When Publix’s CEO Todd Fakenamedon’tsueus heard President Trump tell a rally of supporters in Tampa that Floridians were required to show ID for groceries, he was confused: “I didn’t think it was true…but I’m a wealthy person, so I get all of my food delivered from Whole Foods using Instacart, so I just wasn’t sure.” Of course, it turned out Trump’s statement was completely false, but it gave Mr. Jones a good idea: “Why not require an ID?”
One of the challenges Publix faces is the reality that fewer and fewer people view the Publix experience as “a pleasure”.
“It used to be that Publix was the epitome of luxury grocery shopping. That isn’t the case anymore,” said Publix director of marketing and user acquisition Heinrich Schweinhund. “Our stores are outdated, we don’t give away chocolate chip cookies, the world is catching on that chicken tenders on submarine sandwiches are gross unless you are really, really high, our bag boys tell customers too much about their personal lives, and we have spent lots of money over the years on political campaigns that are antithetical to a modern society.”

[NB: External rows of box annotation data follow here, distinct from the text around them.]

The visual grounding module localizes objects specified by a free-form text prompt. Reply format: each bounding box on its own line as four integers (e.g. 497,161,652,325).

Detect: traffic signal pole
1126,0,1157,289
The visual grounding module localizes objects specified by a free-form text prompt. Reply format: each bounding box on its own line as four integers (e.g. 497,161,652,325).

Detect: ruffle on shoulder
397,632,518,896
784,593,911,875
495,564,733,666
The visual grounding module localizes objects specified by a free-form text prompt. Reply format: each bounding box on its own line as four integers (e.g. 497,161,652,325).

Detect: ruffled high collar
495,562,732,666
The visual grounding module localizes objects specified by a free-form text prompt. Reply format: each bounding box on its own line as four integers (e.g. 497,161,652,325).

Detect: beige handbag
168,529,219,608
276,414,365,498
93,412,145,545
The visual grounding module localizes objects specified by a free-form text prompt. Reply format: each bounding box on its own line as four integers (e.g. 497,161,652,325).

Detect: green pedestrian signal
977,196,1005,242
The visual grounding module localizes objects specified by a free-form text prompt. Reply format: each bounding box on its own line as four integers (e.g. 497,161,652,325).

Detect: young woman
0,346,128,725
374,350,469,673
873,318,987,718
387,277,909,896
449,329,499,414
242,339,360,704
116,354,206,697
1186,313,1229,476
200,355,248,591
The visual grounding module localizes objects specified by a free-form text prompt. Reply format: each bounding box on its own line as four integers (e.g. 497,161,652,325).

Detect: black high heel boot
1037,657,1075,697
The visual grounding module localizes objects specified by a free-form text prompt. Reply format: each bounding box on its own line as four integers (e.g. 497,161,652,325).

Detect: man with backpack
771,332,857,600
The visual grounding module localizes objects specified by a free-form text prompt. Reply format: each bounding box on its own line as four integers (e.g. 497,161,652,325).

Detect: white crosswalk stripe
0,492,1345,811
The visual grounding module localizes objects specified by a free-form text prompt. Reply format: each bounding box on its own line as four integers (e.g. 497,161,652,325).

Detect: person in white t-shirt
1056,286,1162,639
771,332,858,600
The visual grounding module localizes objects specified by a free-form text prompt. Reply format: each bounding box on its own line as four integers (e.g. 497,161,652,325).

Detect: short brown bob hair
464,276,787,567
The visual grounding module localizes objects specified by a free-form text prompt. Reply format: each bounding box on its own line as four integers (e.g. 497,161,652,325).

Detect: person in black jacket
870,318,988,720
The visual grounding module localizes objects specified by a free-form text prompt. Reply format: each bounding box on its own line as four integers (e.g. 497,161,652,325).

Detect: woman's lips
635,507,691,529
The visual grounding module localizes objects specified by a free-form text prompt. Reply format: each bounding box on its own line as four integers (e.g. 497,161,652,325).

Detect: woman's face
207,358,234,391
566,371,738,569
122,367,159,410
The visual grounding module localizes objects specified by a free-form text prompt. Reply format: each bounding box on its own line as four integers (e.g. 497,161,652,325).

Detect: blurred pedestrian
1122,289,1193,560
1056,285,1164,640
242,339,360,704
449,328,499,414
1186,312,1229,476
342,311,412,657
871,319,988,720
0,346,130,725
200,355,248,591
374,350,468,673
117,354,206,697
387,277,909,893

In an effort to attract high net worth customers, Publix plans to compete with fancy grocery stores like Whole Foods and Milams by redesigning its dated stores, raising its prices, and requiring customers to pre-register and show a store-issued ID before making any purchase. “People aren’t interested in a community grocery store any more. They want an exclusive shopping experience where people can make assumptions about your income and sophistication by the very fact that you shop there,” said Mr. Schweinhund, which means “Pig Dog” in German.
To register to shop at Publix, customers will have to pay an annual $500 fee which will grant them access to most stores. Customers desiring to shop at Publix’s “signature” stores, such as those in Brickell and Weston, must pay extra.
“The IDs are great because they really make the shopping experience more streamlined,” said Mr. Pig Dog. “The ID will display our customers’ dietary information and eating habits, and also allow our cashiers (now called ‘Nutritional Facilitators’) to ensure that the items purchased don’t contain any ingredients that cannot be consumed by the customer, which actually is a pretty good idea.”
“This is an absolute godsend,” said Mariana McCartney, whose son Julian has a peanut allergy. “Now, when we scan our items it alerts us when there is a peanut in one of the products we are buying. It is actually a very good idea.”
“I agree, this is a good idea,” said Miriam Mordechaishaninbergstein, a reform Jew who occasionally cooks Kosher meals in her un-Kosher kitchen for the Holidays. “Last Rosh Hashona I accidentally bought non-Kosher shrimp. Oy gavalt, I was so embarrased. Now, because the ID says that I am Kosher for one week in September, it will let me know not to buy shrimp.”
As part of the rebrand, Publix will change its signature motto from “Where Shopping is a Pleasure” to “Where Shopping is a Privilege.”
But not everyone is thrilled. Community activists worry that Publix’s attempt to cater (not a pun) to wealthier customers will leave poorer customers without as many grocery options. When asked where he believes Publix’s less affluent customers will shop, Mr. Shcweinhund, which again, means “Pig Dog”, said “The same place they’ve always been shopping: Win-Dixie.”